Super Mario 3D All-Stars is an interesting game. It is a collection of some of the best 3D Mario games released – Super Mario 64, Super Mario Sunshine, and Super Mario Galaxy – rereleased for the Switch. However, besides the graphical updates and control scheme adjustments, they are almost the exactly the same games as they were when they were originally released. So if the games in the collection are essentially the same as they were and the original game are widely lauded, Super Mario 3D All-Stars must be an undeniable masterpiece.
It’s unfortunately not that easy of an assessment. Upon playing the collection, there’s something perhaps disappointing about the experience. And it’s not about the games. Each still holds up in 2020. I would even argue that they would be critically acclaimed even if they were released for the first time ever (although there would be rightful critique of 64 and Sunshine’s camera).
Instead, this largely came from how the games were compiled in this collection. To be specific, Super Mario 3D All-Stars felt like it lacked the polish and refinement typically given to remastered games. For example, there is no new content within the games, which is fairly atypical for remasters. It’s not even a series staple to do so as non-Virtual Console Mario games often brought something new to the table each time. Super Mario Advance series games often had additional games or challenges attached. Super Mario 64 DS brought with it new characters to play as well as new Stars to collect. Even the upcoming Super Mario 3D World will come with Bowser’s Fury, a little detailed addition to the base game.
What Super Mario 3D All-Stars does add is a minimal title and game selection screen, with each game having a dedicated music player. They didn’t even include all the 3D Mario games, with Galaxy 2 and 3D Land nowhere to be found. While it is nice to have the music player, the game lacks the attention to detail one has come to expect from the Super Mario franchise. This can be most clearly seen in how the games were emulated, with 64 not even running on the full Switch screen and Sunshine having emulation cubes pop up in certain levels.
It’s hard to say Super Mario 3D All-Stars isn’t worth it, though. But part of this feeling may come from the limited release cycle of the game. This game will be off both the digital and physical store shelves come April 1st, 2021. While likely to be released as separate games later down the line, Nintendo themselves have not mentioned.
If one picks up a remake, it’s likely for one (or more) of these reasons: nostalgia, remake additions, and/or limited release windows. As elaborated, the remake additions simply don’t cut it for a franchise of this caliber.
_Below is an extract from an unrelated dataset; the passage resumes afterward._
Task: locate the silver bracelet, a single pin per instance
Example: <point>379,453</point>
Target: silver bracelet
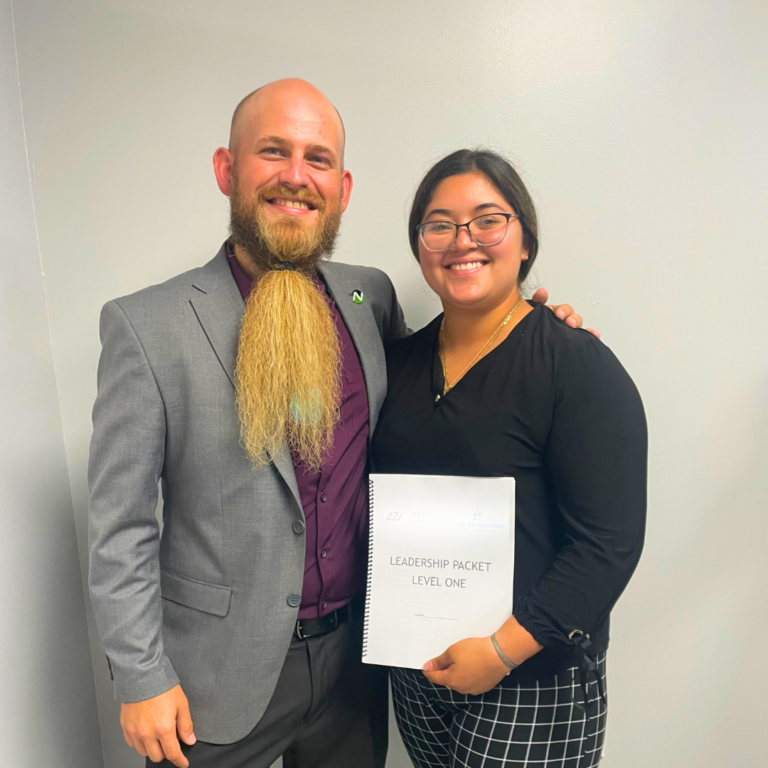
<point>510,664</point>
Other remakes/remasters of this year certainly did better jobs of bringing more to the table than the original versions to warrant a second purchase.
So is Super Mario 3D All-Stars worth the time and money because of nostalgia factors or its limited release window? It’s hard to say. What can be said, though, is that these game still represent some of the best in the franchise. However, they certainly deserved better in this collection. New levels, better camera controls, or higher resolution for all three games would have been excellent, but even smaller additions like concept art or a better menu would have added some shine to the polish.